*The Business Professor*, updated April 7, 2020, last accessed August 6, 2020, https://thebusinessprofessor.com/lesson/kappa-definition/.

Back to: ECONOMICS, FINANCE, & ACCOUNTING

### Kappa

Kappa is a ratio that measures the effect of volatility on the price of an option. It measures how much an option’s price will change given the level of implied volatility, regardless of whether the underlying stock’s price remains the same. Kappa holds that if the underlying investment has a 1% chance, the change in the price of the option will likely occur.

Kappa is referred to as Vega in Greek and the letter “V” symbolizes volatility. Kappa can either be positive pr negative, given the level of change in the price of an option as a result of implied volatility.

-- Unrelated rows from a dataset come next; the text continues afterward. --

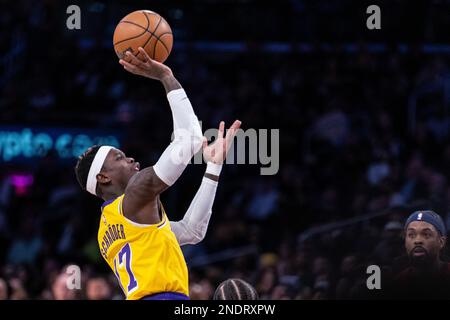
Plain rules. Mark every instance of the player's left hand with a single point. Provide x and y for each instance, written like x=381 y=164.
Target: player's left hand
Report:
x=217 y=151
x=145 y=66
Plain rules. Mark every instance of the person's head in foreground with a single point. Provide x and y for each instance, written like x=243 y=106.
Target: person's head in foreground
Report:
x=235 y=289
x=105 y=171
x=425 y=237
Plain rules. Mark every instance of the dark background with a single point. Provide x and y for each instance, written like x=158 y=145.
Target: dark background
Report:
x=364 y=131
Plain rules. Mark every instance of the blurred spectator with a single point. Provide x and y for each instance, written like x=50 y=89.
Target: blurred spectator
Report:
x=98 y=288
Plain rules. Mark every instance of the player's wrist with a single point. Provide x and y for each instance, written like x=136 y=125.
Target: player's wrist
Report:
x=214 y=168
x=166 y=75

### A Little More on What is Kappa

Kappa is important to investors, it tells them how much impact a change in volatility will affect an option’s value or price. Kappa also refers to the change in the premium that an investor paid for an option for every 1% change in the implied volatility of the underlying asset. Individual options have a Kapa, while a portfolio comprising of several options or securities has a net kappa (chich is realized by summing up the kappas of each position).

When a long option has a positive kappa, it means the option increases in value as the implied volatility increases. Negative kappa, on the other hand, is attributed to a short option and means that the option increases in value as the implied volatility reduces.